Rebus sic stantibus Holowchak’s study stays far behind the results and insights reached long before his book was published.


1. S.R. F. Price, The Future of Dreams. From Freud to Artemidoros, in: Past and Present 113, 1986, 3-37.

2. Here (and passim, e.g. p. 108) “Roman Republic” should be replaced by “Roman Empire”.

3. For the question of secondary literature see below.

4. He states that the “Greco-Roman attitude towards dreams was surprisingly scientific” and that even modern dream interpretation has not succeeded in finding valid criteria for dream interpretation dreams (e.g. p. 87, 71; 108, 124).

5. For a short and elucidating evaluation of Synesius, cf. Patricia Cox Miller, Dreams in Late Antiquity. Princeton 1994, 70-73.

6. One has to keep in mind that Artemidorus considers only very few dreams to be interpretable and that his Oneirocritica should be seen in the wider context not only of the mainly lost oneirocritic tradition but also of his (also lost) own works on other dream types (e.g. nonprophetic dreams) and other kinds of divination. Consequently, a judgement of apparent inconsistencies or gaps should be made with more caution.

7. An indication of the anti-analytical impulse is the fact that H. names the neo-posivistic critic of psychoanalysis, Adolf Gruenbaum, in his acknowledgements (p. XVII). Of course, everybody is welcome to his opinion on psychoanalysis in general, but one should not leave one’s readers in the dark about personal predilections, especially when they have a certain influence on the over-all argument of one’s book. Though speaking about ancient dream discourses, Holowchak is actually aiming at bringing into discredit certain ways of ‘non-scientific’ ( sensu non-natural sciences) knowledge-acquisition.

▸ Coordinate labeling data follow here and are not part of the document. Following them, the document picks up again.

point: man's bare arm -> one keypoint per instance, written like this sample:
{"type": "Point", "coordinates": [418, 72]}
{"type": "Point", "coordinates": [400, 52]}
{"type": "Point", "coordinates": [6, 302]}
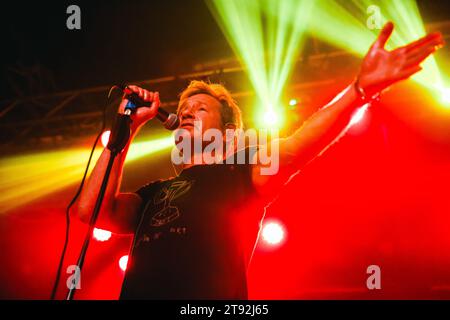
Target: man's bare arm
{"type": "Point", "coordinates": [380, 69]}
{"type": "Point", "coordinates": [119, 210]}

8. D. Del Corno (ed.), Graecorum de re onirocritica scriptorum reliquiae, Milano 1969; D. Del Corno, C’è del metodo in questa follia: Artemidoro, in: Guidorizzi (see below), 147-160 and I sogne e la loro interpretazione nell’età dell’ impero, in: ANRW II 16.2, 1605-18; P.H. Schrijvers, La classification des rêves selon Hérophile, in: Mnemosyne 30, 1977, 13-28; D. Shulman/G.G. Stroumsa (edd.), Dream Cultures. Explorations in the Comparative History of Dreaming, 1999; G. Guidorizzi (ed.) Il sogno in Grecia, Bari 1988; F. Graf, Heiligtum und Ritual. Das Beispiel der griechisch-römischen Asklepieia, in: Le sanctuaire grec, Entretiens sur l’antiquité classique 37, Genève-Vandoeuvres 1990, 159-199; G. Michenaud/J. Dierkens, Les rêves dans les Discours sacrés d’Aelius Aristide IIe siècle ap. J.-C.: Essai d’analyse psychologique, Mons 1972; S. Rotondaro, Il sogno in Platone. Fisiologia di una metaphora, Napoli 1998 (with a very comprehensive bibliography on dreams in Plato). Of course H. could not use some German studies such as: C. Walde, Antike Traumdeutung und moderne Traumforschung, Düsseldorf 2001; or G. Weber, Kaiser, Träume und Visionen in Prinzipat und Spätantike, Stuttgart 2000 (with a comprehensive bibliography).